Verse 20 offers the practical antidote. "Let all the earth be silent before him" is an invitation to the discipline of silence in prayer — lectio divina, Eucharistic adoration, the Liturgy of the Hours — forms in which the Catholic tradition specifically trains the soul to stop speaking and start listening. Pope Benedict XVI repeatedly identified the "silencing" of interior noise as the indispensable precondition of genuine encounter with God (Jesus of Nazareth, Vol. I). Practically: where in your daily life do you command something voiceless — your phone, your plans, your fears — to "Awake! Arise!" and give you what only God can give? Habakkuk invites you to name that idol and return to the holy temple of your own baptized soul, where the living God already dwells.

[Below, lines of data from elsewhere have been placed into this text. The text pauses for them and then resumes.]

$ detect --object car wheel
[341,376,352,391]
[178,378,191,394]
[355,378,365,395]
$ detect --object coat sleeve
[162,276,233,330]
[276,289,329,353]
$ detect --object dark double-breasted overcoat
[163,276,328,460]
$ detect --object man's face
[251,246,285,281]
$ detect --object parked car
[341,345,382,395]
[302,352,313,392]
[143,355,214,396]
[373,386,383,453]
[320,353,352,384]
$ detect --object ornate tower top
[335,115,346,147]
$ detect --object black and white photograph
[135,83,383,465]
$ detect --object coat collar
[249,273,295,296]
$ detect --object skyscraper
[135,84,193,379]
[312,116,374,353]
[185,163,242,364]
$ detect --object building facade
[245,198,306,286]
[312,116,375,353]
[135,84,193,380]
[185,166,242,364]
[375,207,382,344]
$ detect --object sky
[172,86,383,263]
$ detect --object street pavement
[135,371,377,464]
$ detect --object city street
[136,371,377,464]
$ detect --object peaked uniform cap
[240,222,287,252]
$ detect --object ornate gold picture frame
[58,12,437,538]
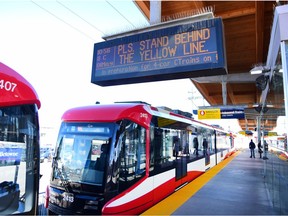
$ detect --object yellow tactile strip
[141,151,240,215]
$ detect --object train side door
[175,136,189,187]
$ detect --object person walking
[258,141,263,158]
[193,137,199,156]
[202,138,208,155]
[249,139,256,158]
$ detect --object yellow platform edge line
[141,151,240,215]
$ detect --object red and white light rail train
[46,102,234,215]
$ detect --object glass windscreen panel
[53,123,115,186]
[0,105,39,215]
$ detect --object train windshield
[53,123,115,187]
[0,105,39,215]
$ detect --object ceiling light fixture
[250,65,270,74]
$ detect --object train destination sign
[197,108,245,120]
[91,18,227,86]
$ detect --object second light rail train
[46,103,234,215]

The contrast introduced by "But" (v'Yahweh) is one of the most architecturally powerful pivots in all prophetic literature. The accumulated emptiness, voicelessness, and lifelessness of the idols is shattered by a single declaration: Yahweh is in his holy temple. The temple (heykhal) here carries cosmic resonance — it is both the Jerusalem sanctuary and the heavenly throne-room from which God reigns over all nations (cf. Ps 11:4; Isa 6:1). "His holy temple" asserts not only presence but holiness, the absolute otherness and majesty that idols can never possess. The concluding imperative — "Let all the earth be silent before him" (has mikol-ha'aretz mipanav) — is not merely a liturgical rubric but a theological declaration: the proper response to encountering the living God is not the babbling incantations of idol worshippers (cf. 1 Kgs 18:26) but awed, reverent silence. This silence is not emptiness; it is the fullness of creaturely recognition before the Creator. The verse forms the hinge between the woe-oracles of chapter 2 and the great Psalm/Prayer of chapter 3, setting the stage for Habakkuk's own awe-struck encounter with the divine theophany.